A unique advantage of quantifying pathway reporter genes along with germ-layer genes is that we can use them to assess cell-type-specific gene expression patterns. To this end, we applied BioQC analysis, a method that we developed to identify sample heterogeneity and tissue comparability using gene sets preferentially expressed in cells and tissues (31). We observed that the expression profiles of the cells used in the TeraTox assay at day 7 resemble a mix of those gene signatures specific for astrocytes, epithelial cells, and iPSC derived neurons (Fig. 1d). It suggests that the hiPSC used for the assay shows a preferred differentiation propensity into the neuroectodermal lineage, which is in agreement with previous time-series gene expression studies that demonstrated pronounced expression of ectodermal markers at day 7, followed by meso-and endodermal expression (23, 25).
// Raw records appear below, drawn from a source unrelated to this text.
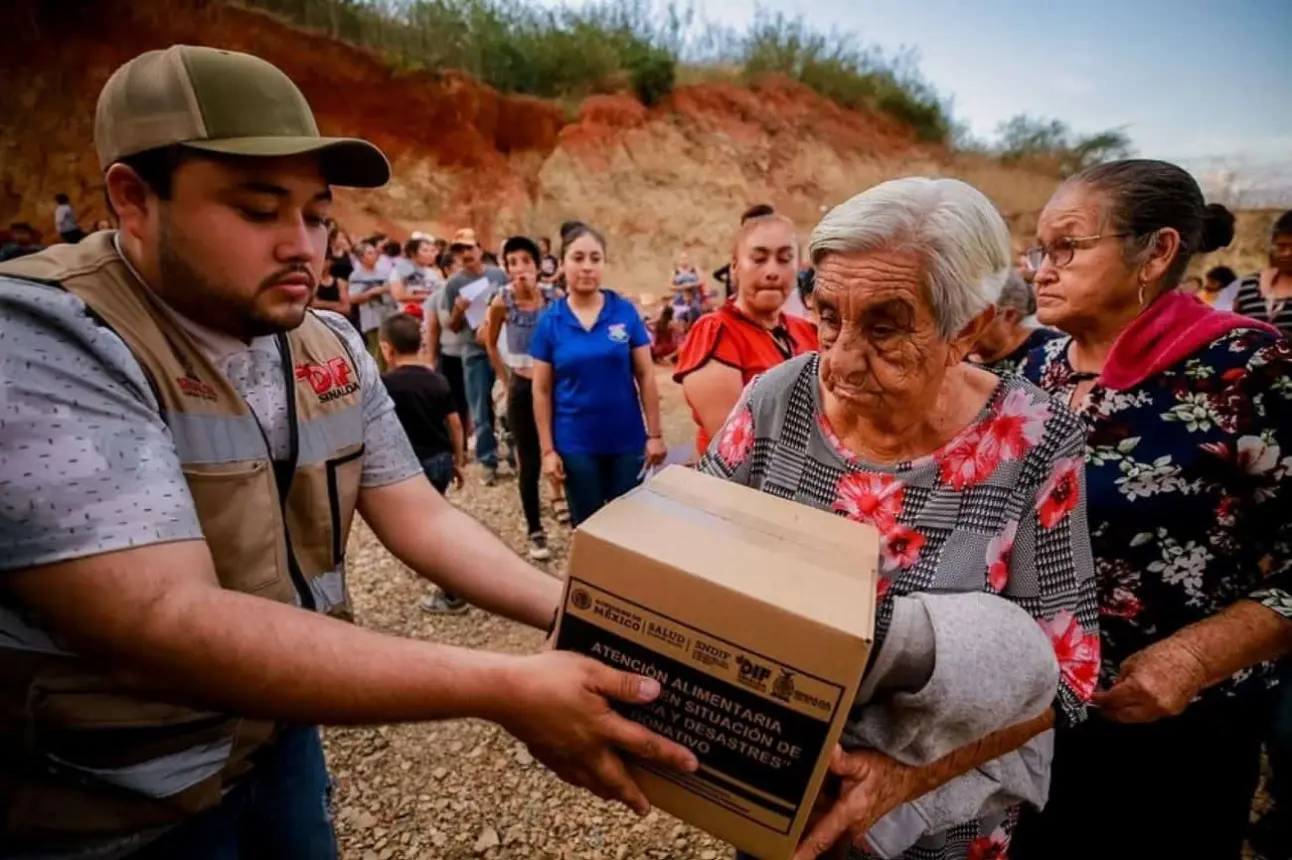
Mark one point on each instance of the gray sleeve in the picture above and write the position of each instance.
(1016, 778)
(992, 668)
(954, 669)
(388, 455)
(87, 465)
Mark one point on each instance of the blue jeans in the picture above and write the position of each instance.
(592, 481)
(1279, 745)
(281, 811)
(479, 399)
(439, 470)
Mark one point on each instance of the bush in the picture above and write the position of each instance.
(567, 53)
(654, 72)
(509, 44)
(1052, 143)
(840, 69)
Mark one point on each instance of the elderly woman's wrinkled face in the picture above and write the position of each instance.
(765, 266)
(1096, 283)
(879, 337)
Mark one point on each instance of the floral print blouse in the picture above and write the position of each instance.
(1190, 488)
(1000, 508)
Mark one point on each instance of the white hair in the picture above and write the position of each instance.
(960, 239)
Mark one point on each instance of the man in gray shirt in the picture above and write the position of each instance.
(145, 373)
(476, 366)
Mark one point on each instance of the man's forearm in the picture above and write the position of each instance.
(187, 641)
(970, 756)
(1242, 635)
(455, 552)
(472, 562)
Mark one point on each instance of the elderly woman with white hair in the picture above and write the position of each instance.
(974, 484)
(1005, 341)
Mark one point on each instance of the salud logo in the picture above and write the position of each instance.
(331, 380)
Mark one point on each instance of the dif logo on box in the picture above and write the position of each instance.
(753, 674)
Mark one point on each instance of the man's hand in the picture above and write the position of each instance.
(656, 451)
(872, 787)
(1154, 683)
(560, 708)
(553, 466)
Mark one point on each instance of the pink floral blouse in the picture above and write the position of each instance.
(1000, 508)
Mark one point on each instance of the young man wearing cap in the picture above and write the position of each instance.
(181, 457)
(476, 364)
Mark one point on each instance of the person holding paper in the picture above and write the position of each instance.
(516, 310)
(973, 482)
(467, 296)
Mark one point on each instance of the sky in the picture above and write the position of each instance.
(1193, 80)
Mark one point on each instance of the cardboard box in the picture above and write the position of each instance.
(756, 615)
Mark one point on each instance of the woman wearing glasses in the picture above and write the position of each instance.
(1189, 479)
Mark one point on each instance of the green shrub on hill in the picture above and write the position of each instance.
(569, 52)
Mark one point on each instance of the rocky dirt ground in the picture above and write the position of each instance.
(467, 789)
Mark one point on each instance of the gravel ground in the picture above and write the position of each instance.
(467, 789)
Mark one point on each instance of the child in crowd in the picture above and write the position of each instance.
(424, 404)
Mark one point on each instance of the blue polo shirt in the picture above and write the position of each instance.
(594, 404)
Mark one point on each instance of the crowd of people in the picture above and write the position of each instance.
(1078, 473)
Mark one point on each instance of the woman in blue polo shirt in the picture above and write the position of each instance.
(593, 378)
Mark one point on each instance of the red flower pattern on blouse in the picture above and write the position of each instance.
(870, 497)
(990, 847)
(737, 439)
(1061, 492)
(1078, 652)
(1017, 426)
(901, 546)
(967, 461)
(998, 557)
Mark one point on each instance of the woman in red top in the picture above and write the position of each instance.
(750, 333)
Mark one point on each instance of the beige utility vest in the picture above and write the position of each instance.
(82, 754)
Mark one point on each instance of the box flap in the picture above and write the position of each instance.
(808, 562)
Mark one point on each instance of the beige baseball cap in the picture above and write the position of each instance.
(464, 238)
(221, 101)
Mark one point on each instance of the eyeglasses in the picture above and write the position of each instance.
(1062, 249)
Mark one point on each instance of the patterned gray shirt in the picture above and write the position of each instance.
(999, 509)
(88, 466)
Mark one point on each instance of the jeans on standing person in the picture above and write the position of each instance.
(479, 397)
(525, 434)
(439, 471)
(593, 481)
(1277, 824)
(281, 811)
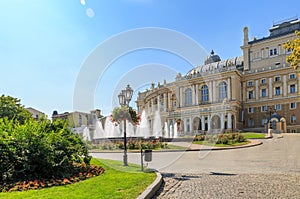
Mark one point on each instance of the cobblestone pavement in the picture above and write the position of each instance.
(271, 170)
(231, 186)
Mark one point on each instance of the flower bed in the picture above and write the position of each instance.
(81, 172)
(224, 138)
(132, 144)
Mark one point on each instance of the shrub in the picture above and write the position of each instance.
(41, 149)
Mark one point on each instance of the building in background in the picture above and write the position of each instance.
(253, 92)
(79, 119)
(36, 114)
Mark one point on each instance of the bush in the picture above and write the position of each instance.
(41, 149)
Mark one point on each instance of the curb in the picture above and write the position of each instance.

3.2. Unsupervised learning from gene expression data with factor analysis
Before applying supervised learning techniques to differentiate teratogens from non-teratogens, we applied several unsupervised learning algorithms to analyze the gene expression data, including principal component analysis (PCA) and factor analysis. PCA revealed experimental plate effects that we could successfully correct with linear regression models for differential gene expression (data not shown). Unexpectedly, factor analysis revealed both biological insights and, as further discussed below, a feature engineering technique that contributed to the best-performing model. Since this is the first time to our knowledge that factor analysis is applied in the context of gene-expression-based toxicity prediction, we highlight its concepts and unique advantages.
Factor analysis, sometimes called exploratory factor analysis to differentiate it from confirmatory factor analysis, is a statistical method to discover latent (unobserved) variables that account for the correlations observed between features. Useful for both dimension reduction and feature engineering, factor analysis has been particularly powerful in building predictive machine-learning models in biology using highly correlated features such as cell morphology in the context of high-content screening (32,33,77,78). With respect to gene expression, factor analysis reduces the data dimension from genes to factors, each of which is usually associated with multiple genes. Genes in each factor show correlated gene expression profiles across samples (Fig. 2a, b). These factors, therefore, can be thought of as being a representation of all biological processes influencing gene expression, for instance epigenetic profiles, transcription factor activities, microRNA abundances, etc. Despite the fact that most of these variables are not directly observable, latent factor analysis offers a possibility to infer their total contribution to detected variation in gene expression profiles.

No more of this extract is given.